Mais de 2.500 artistas, associações e sindicatos ligados ao universo dos quadrinhos assinaram uma petição solicitando um boicote em massa ao evento. As polêmicas vão desde acusações de má administração financeira, feitas pela prefeitura de Angoulême, até questões sobre inclusão.
Profissionais do setor levantam um debate a respeito da invisibilidade das mulheres na programação do Festival. Além disso, pesa sobre o evento uma denúncia de violência sexual.
Acusações contra a 9e Art+ e histórico de críticas
A produtora 9e Art+, sediada no Sul da França, é a responsável pelo Festival desde 2008 e alvo das principais contestações. A empresa é acusada de falta de transparência, além de exploração de trabalhadores e de suprimir o trabalho feminino no segmento.
De acordo com o Estadão, movimento de protesto por mudanças profundas na estrutura do evento ganhou corpo. Vinte vencedores do Grand Prix do Festival firmaram uma carta aberta conjunta exigindo uma “mudança rápida e profunda na gestão do festival”.
Entre os artistas que aderiram à manifestação e ao pedido de boicote em massa estão três brasileiros: Laerte, Aline Zouvi e Allan Sieber.
As críticas relacionadas à gestão e à representatividade não surgem pela primeira vez. Em 2016, por exemplo, o Festival foi questionado duramente ao apresentar uma lista de 30 indicados ao prêmio. Naquela ocasião, todos os nomes listados eram masculinos.
Mais recentemente, em 2023, o Festival gerou nova rodada de críticas. A polêmica daquele ano se deu após o evento premiar uma obra de Bastien Vivès que retratava cenas de pornografia infantil.
Na edição anterior, a situação se tornou mais delicada: uma ex-funcionária acusou a empresa de demiti-la. O desligamento teria ocorrido após a colaboradora denunciar ter sido vítima de estupro envolvendo o uso de substâncias químicas.
Fundador da produtora é afastado
Em resposta à complexidade do cenário, Franck Bondoux, fundador da 9e Art+, foi afastado da administração do Festival. Em entrevista concedida ao jornal Le Monde, o empresário confirmou sua saída e a motivação do desligamento.
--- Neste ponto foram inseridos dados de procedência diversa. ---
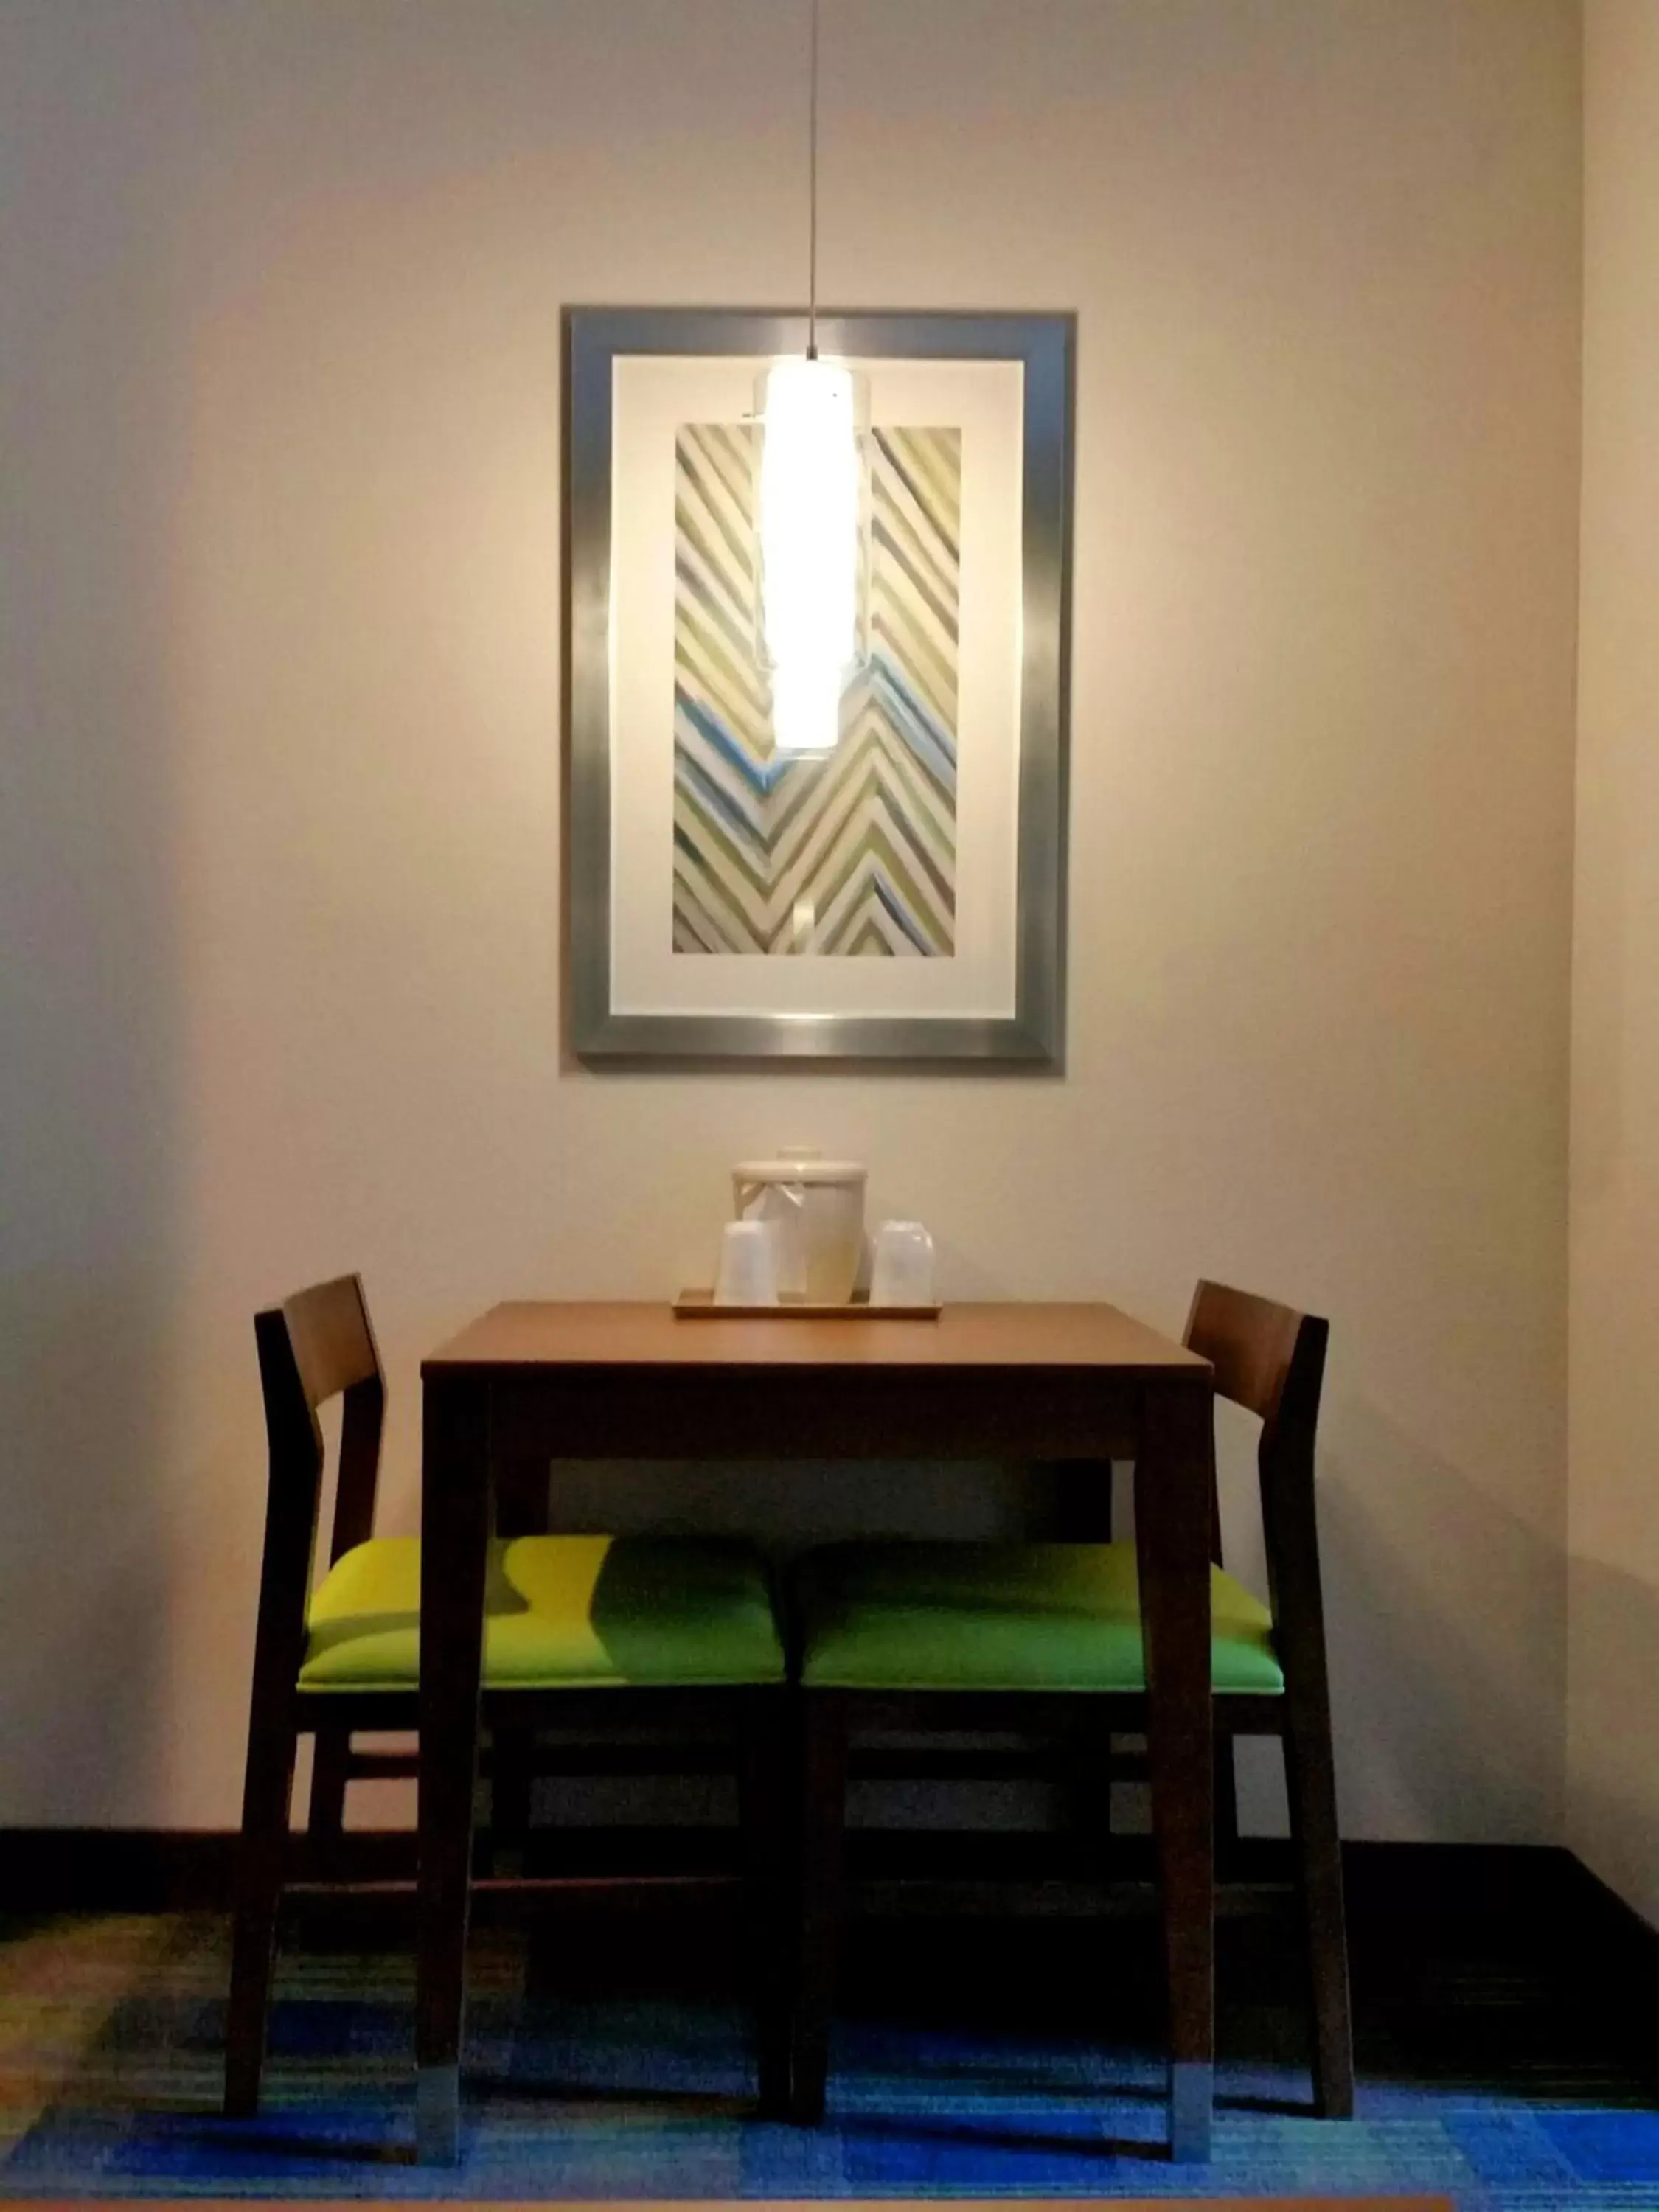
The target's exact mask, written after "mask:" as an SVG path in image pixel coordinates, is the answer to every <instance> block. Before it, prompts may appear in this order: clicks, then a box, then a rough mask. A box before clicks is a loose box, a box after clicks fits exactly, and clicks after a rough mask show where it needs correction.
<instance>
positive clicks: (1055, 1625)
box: [794, 1542, 1285, 1694]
“Não quero ser um obstáculo para o futuro do Festival. Pediram-me para me afastar e é o que estou fazendo”, declarou Bondoux.
O Festival se posicionou no X, confirmando que está ciente das questões e em diálogo com representantes de diversas entidades. Os organizadores manifestaram a expectativa de que as discussões atuais permitam que a edição de 2026 seja realizada.